Pierre picked up sponsors. He did magazine photo shoots. He was living his dream. He starred in films by Warren Miller Entertainment and Teton Gravity Research, a household name in ski circles. In 2005, at age 32, Pierre married Amee, a Utah native. They had a baby girl, Clementine, and settled into life in Cottonwood Heights, a suburb of Salt Lake City.

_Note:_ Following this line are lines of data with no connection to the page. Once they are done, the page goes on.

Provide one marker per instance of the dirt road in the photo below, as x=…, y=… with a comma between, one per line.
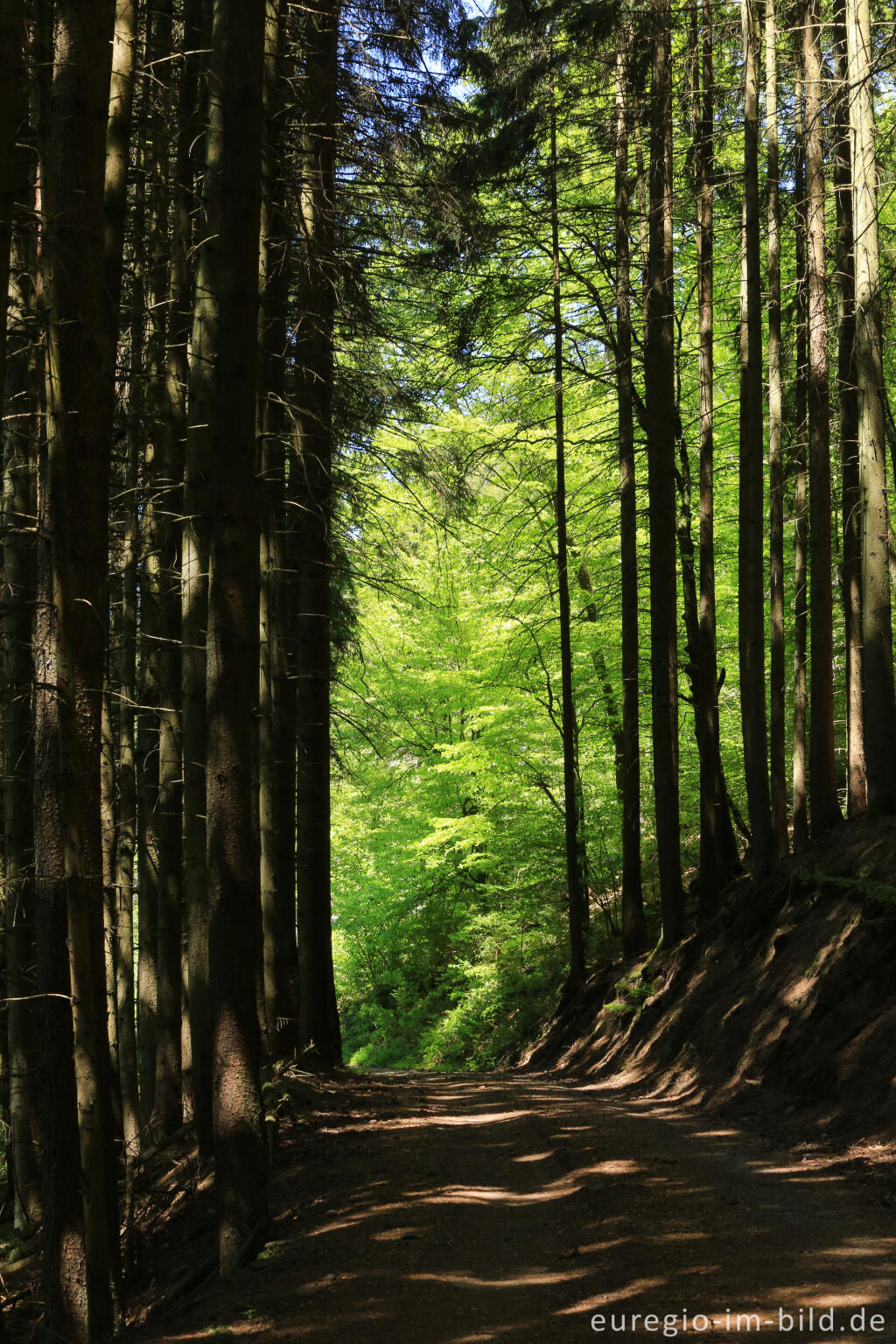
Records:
x=466, y=1208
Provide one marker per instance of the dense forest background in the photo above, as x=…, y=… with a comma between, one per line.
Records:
x=444, y=536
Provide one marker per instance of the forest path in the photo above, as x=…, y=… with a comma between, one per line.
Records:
x=462, y=1208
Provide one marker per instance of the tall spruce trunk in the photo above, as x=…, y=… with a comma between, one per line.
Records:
x=778, y=642
x=718, y=845
x=751, y=620
x=878, y=663
x=173, y=917
x=20, y=429
x=80, y=413
x=575, y=895
x=11, y=105
x=311, y=488
x=634, y=932
x=231, y=679
x=823, y=807
x=660, y=396
x=801, y=494
x=848, y=398
x=193, y=596
x=277, y=690
x=121, y=97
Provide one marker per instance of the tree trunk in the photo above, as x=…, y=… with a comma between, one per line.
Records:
x=312, y=492
x=277, y=739
x=634, y=933
x=20, y=431
x=751, y=624
x=878, y=664
x=575, y=895
x=234, y=182
x=778, y=675
x=660, y=396
x=11, y=102
x=718, y=844
x=823, y=808
x=193, y=547
x=848, y=396
x=80, y=410
x=801, y=518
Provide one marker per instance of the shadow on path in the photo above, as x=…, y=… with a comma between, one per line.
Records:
x=461, y=1208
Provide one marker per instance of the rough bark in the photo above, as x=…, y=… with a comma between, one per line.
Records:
x=193, y=547
x=751, y=622
x=662, y=483
x=575, y=895
x=823, y=807
x=80, y=408
x=11, y=66
x=878, y=663
x=276, y=717
x=801, y=512
x=848, y=396
x=633, y=924
x=234, y=180
x=778, y=675
x=19, y=508
x=311, y=488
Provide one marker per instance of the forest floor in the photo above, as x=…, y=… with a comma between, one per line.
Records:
x=414, y=1208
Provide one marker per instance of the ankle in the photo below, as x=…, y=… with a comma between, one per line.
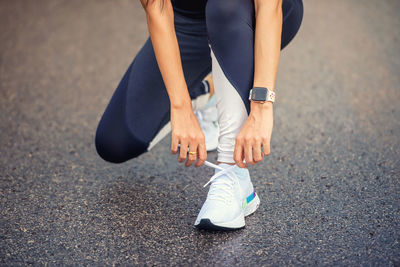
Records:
x=230, y=163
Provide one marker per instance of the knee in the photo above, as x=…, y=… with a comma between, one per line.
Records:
x=225, y=13
x=116, y=149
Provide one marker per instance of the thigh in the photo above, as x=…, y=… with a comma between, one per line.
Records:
x=140, y=106
x=230, y=26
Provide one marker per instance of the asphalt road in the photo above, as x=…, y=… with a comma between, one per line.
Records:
x=329, y=190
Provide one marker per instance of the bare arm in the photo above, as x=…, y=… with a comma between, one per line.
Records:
x=160, y=21
x=257, y=130
x=186, y=130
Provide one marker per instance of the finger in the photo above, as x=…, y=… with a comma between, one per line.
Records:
x=238, y=155
x=182, y=151
x=202, y=154
x=191, y=157
x=257, y=154
x=248, y=154
x=174, y=144
x=266, y=148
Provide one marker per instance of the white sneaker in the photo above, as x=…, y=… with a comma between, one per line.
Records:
x=208, y=120
x=230, y=199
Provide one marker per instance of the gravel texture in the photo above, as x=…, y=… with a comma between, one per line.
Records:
x=329, y=190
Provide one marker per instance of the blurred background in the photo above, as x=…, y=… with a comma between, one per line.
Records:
x=329, y=190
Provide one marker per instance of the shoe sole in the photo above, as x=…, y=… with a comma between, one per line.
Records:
x=235, y=224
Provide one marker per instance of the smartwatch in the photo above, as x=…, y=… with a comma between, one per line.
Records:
x=262, y=94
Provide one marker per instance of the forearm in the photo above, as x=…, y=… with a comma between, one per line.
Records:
x=267, y=42
x=160, y=20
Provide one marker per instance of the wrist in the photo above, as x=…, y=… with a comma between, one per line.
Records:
x=260, y=108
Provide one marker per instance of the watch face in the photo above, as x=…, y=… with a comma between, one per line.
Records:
x=259, y=94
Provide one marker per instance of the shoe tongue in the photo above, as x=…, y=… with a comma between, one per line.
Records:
x=222, y=165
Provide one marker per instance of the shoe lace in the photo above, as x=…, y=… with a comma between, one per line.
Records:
x=222, y=182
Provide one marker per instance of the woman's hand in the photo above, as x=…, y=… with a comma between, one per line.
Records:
x=186, y=131
x=253, y=140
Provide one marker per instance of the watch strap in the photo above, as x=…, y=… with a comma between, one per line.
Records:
x=261, y=94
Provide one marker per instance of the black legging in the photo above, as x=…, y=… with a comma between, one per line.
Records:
x=140, y=105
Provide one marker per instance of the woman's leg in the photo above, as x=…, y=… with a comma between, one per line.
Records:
x=140, y=106
x=230, y=26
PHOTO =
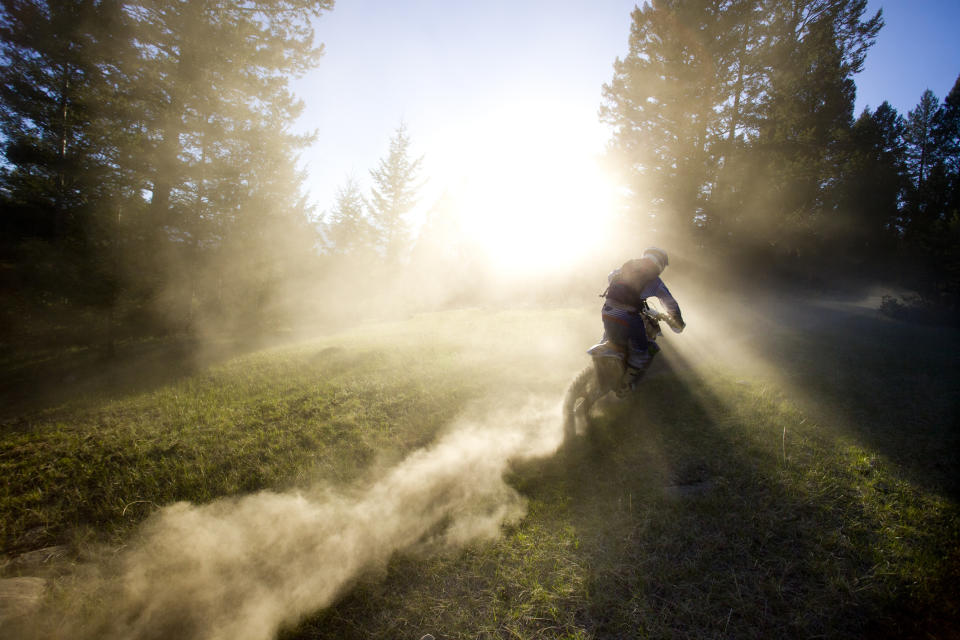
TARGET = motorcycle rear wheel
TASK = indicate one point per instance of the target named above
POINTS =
(582, 393)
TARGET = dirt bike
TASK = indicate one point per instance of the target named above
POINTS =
(607, 373)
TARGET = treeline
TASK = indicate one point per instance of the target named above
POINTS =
(149, 163)
(148, 181)
(734, 126)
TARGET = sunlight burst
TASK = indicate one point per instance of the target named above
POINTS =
(533, 197)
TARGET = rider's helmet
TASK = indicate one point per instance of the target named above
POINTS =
(657, 256)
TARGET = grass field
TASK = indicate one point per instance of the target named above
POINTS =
(794, 476)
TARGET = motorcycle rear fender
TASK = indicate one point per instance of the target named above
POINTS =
(607, 349)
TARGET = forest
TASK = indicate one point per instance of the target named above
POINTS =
(149, 183)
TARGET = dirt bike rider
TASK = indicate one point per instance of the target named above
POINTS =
(625, 299)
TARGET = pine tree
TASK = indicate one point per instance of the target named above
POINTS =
(348, 230)
(921, 140)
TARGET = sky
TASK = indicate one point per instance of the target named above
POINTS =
(488, 89)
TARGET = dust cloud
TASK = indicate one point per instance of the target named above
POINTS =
(243, 568)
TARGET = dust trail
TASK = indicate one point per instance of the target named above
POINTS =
(243, 568)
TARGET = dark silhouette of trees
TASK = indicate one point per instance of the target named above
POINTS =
(148, 155)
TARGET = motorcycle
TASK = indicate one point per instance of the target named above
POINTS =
(606, 373)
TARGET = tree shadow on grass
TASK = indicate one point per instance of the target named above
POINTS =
(672, 518)
(40, 380)
(760, 549)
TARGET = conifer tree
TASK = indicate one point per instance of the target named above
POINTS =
(393, 195)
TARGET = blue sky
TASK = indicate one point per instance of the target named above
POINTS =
(455, 72)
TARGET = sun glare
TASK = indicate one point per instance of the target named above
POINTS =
(532, 196)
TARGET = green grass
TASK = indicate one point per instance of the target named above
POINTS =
(714, 504)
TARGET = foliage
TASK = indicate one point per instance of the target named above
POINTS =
(148, 156)
(393, 195)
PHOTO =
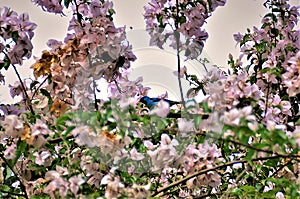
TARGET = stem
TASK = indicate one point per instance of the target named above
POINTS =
(23, 188)
(177, 37)
(208, 170)
(39, 87)
(24, 90)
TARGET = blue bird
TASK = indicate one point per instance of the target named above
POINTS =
(152, 102)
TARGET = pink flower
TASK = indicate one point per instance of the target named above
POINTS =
(75, 182)
(162, 109)
(10, 151)
(135, 155)
(40, 158)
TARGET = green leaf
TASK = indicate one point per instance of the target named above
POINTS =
(67, 3)
(47, 94)
(21, 148)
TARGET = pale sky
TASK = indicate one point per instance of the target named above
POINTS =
(235, 16)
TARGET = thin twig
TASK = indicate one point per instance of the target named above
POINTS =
(23, 188)
(35, 92)
(24, 90)
(208, 170)
(177, 37)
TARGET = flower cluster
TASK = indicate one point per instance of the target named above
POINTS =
(52, 6)
(16, 32)
(167, 20)
(240, 141)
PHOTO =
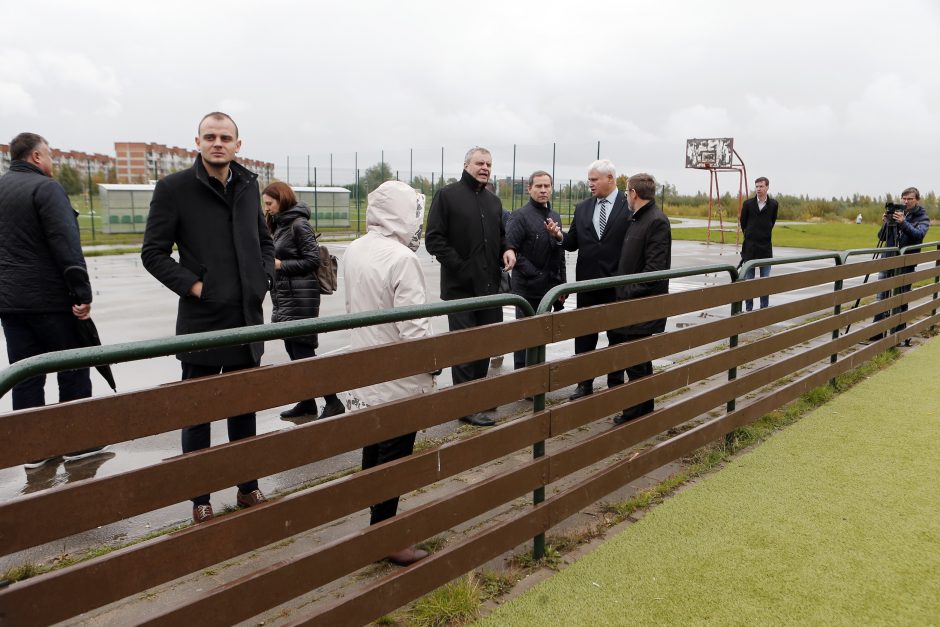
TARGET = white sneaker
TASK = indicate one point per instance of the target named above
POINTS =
(88, 452)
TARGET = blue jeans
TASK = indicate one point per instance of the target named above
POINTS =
(764, 300)
(884, 295)
(197, 437)
(30, 334)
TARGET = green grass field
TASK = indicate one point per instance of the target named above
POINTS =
(823, 236)
(832, 521)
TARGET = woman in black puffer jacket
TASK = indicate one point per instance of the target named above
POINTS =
(296, 290)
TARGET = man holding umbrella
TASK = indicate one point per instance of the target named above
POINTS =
(39, 243)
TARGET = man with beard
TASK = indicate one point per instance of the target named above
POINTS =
(540, 258)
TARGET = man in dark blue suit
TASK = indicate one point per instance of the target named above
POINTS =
(597, 232)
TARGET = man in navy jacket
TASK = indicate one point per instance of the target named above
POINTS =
(39, 245)
(758, 217)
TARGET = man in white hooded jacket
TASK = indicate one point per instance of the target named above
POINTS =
(381, 271)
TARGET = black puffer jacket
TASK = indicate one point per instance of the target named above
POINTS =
(38, 241)
(224, 242)
(466, 234)
(296, 291)
(540, 258)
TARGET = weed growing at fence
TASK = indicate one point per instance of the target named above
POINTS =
(455, 603)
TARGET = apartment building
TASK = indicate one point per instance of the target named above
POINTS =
(139, 162)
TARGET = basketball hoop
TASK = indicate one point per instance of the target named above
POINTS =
(717, 155)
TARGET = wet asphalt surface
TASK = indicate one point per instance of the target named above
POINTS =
(131, 305)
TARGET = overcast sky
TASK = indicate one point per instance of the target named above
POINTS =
(823, 98)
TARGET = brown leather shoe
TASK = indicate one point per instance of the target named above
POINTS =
(202, 513)
(407, 557)
(254, 497)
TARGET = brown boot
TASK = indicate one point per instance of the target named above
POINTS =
(407, 557)
(202, 513)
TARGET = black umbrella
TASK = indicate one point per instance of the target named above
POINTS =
(86, 329)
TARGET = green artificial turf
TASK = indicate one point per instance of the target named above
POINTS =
(835, 520)
(823, 236)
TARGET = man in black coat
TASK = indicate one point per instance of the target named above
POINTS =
(540, 258)
(212, 213)
(597, 231)
(647, 248)
(39, 242)
(467, 236)
(758, 216)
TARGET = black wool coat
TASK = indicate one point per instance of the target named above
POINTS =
(38, 242)
(758, 227)
(467, 236)
(224, 242)
(646, 248)
(296, 290)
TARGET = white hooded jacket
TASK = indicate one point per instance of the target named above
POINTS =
(380, 271)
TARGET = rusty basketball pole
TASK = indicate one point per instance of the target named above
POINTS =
(717, 155)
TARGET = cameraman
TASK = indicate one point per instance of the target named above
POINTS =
(901, 228)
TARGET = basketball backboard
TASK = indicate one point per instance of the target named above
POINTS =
(709, 153)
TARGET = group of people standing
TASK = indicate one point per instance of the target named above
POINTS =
(615, 233)
(235, 246)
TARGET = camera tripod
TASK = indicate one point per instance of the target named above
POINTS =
(891, 226)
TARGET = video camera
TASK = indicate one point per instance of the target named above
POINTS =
(891, 207)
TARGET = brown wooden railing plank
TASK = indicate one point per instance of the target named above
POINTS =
(122, 573)
(133, 492)
(57, 429)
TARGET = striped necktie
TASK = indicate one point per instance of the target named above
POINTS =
(602, 219)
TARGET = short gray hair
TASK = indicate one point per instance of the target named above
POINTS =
(470, 152)
(603, 166)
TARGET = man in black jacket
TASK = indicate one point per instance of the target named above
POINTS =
(212, 213)
(758, 216)
(901, 228)
(540, 258)
(596, 232)
(39, 242)
(467, 236)
(646, 248)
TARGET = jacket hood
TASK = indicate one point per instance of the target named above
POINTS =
(300, 210)
(396, 210)
(26, 166)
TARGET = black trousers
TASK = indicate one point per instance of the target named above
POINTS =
(884, 295)
(33, 334)
(380, 453)
(639, 371)
(198, 437)
(518, 357)
(461, 373)
(587, 343)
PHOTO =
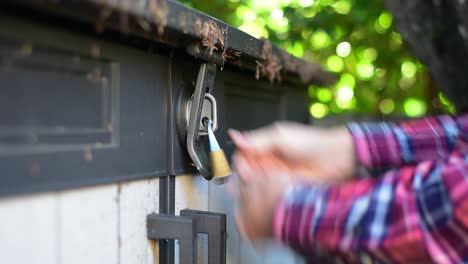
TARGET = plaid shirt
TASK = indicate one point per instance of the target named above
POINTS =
(414, 213)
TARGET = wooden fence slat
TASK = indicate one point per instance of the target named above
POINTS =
(137, 200)
(192, 193)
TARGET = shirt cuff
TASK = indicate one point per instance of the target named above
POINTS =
(375, 144)
(279, 220)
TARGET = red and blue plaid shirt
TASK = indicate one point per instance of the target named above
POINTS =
(415, 212)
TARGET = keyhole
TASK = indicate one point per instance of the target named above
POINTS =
(206, 121)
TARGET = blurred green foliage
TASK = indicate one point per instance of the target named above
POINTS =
(354, 38)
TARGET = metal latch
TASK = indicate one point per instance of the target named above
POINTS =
(201, 114)
(209, 112)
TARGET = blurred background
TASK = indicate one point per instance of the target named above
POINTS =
(379, 76)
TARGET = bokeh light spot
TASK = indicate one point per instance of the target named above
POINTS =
(324, 95)
(414, 107)
(408, 69)
(319, 110)
(335, 63)
(387, 106)
(343, 49)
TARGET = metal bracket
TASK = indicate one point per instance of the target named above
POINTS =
(213, 224)
(186, 227)
(204, 85)
(163, 226)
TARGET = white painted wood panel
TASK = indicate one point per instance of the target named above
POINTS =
(89, 225)
(191, 192)
(137, 200)
(28, 230)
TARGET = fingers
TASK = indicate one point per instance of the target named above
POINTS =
(259, 140)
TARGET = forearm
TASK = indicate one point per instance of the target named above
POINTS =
(410, 215)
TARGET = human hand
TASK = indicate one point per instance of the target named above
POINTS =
(315, 154)
(259, 189)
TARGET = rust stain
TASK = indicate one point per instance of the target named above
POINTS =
(212, 37)
(269, 66)
(159, 10)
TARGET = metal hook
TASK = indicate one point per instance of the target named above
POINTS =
(205, 83)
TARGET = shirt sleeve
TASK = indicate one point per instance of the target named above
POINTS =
(384, 145)
(418, 214)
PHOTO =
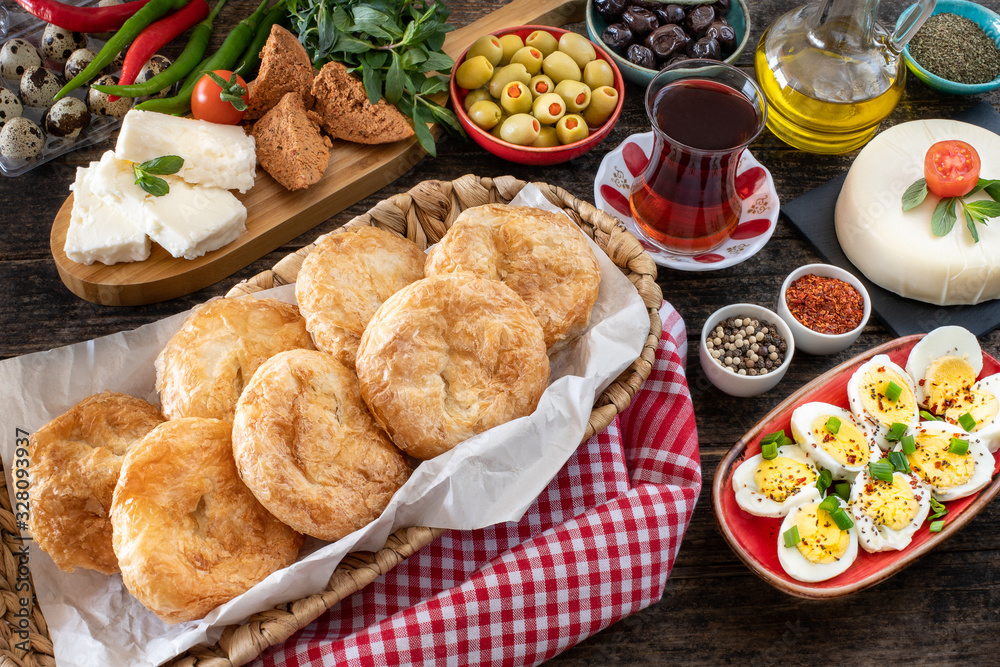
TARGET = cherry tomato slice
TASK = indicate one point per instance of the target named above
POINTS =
(207, 104)
(951, 168)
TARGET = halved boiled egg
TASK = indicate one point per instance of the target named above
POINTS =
(771, 487)
(944, 364)
(982, 404)
(812, 546)
(952, 462)
(880, 394)
(832, 439)
(887, 514)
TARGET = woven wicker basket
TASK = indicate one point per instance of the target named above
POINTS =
(423, 215)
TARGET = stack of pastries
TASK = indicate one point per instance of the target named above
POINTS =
(278, 421)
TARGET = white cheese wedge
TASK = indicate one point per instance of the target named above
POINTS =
(898, 250)
(187, 222)
(221, 156)
(98, 232)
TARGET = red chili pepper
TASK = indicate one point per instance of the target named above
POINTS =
(155, 35)
(82, 19)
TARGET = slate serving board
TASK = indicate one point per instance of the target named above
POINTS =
(812, 215)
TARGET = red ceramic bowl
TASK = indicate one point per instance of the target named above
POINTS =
(529, 154)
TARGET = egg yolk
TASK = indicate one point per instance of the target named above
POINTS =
(876, 403)
(848, 445)
(890, 504)
(782, 477)
(820, 540)
(982, 405)
(946, 379)
(936, 465)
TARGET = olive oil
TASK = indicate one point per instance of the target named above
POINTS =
(822, 121)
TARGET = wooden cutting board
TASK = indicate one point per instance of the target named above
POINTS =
(275, 215)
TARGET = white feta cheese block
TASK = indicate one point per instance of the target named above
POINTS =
(99, 232)
(221, 156)
(188, 221)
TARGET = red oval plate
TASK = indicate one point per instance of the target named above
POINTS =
(755, 539)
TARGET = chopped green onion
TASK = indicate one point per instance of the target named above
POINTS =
(881, 470)
(958, 446)
(939, 509)
(896, 431)
(967, 421)
(829, 504)
(824, 481)
(840, 518)
(893, 391)
(899, 462)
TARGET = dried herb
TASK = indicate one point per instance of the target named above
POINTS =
(393, 45)
(956, 48)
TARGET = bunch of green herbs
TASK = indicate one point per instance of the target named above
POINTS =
(393, 45)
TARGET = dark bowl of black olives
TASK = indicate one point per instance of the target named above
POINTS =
(644, 36)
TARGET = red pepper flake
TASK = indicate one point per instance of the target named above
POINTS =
(825, 305)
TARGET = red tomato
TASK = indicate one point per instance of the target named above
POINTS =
(207, 103)
(951, 168)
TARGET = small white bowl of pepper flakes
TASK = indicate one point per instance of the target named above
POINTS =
(825, 306)
(745, 349)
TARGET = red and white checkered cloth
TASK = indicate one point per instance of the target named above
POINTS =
(596, 546)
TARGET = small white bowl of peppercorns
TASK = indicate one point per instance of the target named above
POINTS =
(825, 306)
(745, 349)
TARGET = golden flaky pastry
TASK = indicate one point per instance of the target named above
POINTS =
(449, 357)
(346, 278)
(308, 448)
(542, 256)
(74, 465)
(204, 366)
(188, 533)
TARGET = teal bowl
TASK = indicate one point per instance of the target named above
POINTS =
(738, 17)
(981, 16)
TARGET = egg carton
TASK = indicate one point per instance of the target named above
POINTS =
(16, 23)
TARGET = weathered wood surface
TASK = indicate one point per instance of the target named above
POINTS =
(942, 610)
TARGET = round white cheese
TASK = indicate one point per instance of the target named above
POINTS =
(898, 250)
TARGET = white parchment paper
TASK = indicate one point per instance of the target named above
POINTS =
(491, 478)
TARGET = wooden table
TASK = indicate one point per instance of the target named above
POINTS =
(943, 609)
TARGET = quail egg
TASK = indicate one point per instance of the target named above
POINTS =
(16, 56)
(58, 43)
(98, 102)
(154, 66)
(66, 118)
(77, 62)
(21, 139)
(10, 106)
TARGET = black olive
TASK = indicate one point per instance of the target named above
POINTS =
(724, 34)
(641, 56)
(667, 40)
(618, 37)
(706, 47)
(640, 21)
(610, 10)
(698, 20)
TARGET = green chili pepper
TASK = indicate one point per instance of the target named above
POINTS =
(153, 10)
(250, 60)
(181, 67)
(232, 48)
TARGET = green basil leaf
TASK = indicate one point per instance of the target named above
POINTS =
(162, 166)
(915, 195)
(943, 218)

But something was missing. Pierre wanted to make a final mark, to push further. And thus, on that January morning, Pierre boarded the chairlift at Grand Targhee. He hiked out of bounds. A dozen cameramen were on-site to record what would be the highest ski jump of all time… or Pierre’s final moments.

He leaped. He spun. He plummeted, head driving into the snow like a stake. A long moment passed. A snow cloud settled below the immense rock wall. An impact crater scarred an otherwise immaculate expanse of snow, but Pierre’s body was nowhere in sight.

But he didn’t die. He was buried deep in the snowpack. He was uninjured, cradled in a dense pillow that had saved his life. “There was something divine there,” Pam said. “Something guided him.”

Today, Pierre is still skiing. He’s refocused on challenging runs instead of big air, including a notable descent on Mount Emmerich in Alaska last April. “The plan is to ski more, fall out of the sky less,” he said.

In a cameo during this fall’s Warren Miller film “Playground,” Pierre is filmed flying 50 feet from a rock in Utah. A voiceover retells of the Grand Targhee stunt, which, at 255 feet, remains the world record.

“It’s what I’ll always be known for, good or bad,” Pierre said. “But what I hope is that people will remember me as a skier, and not just a stuntman.”

—Stephen Regenold is founder and editor of www.gearjunkie.com.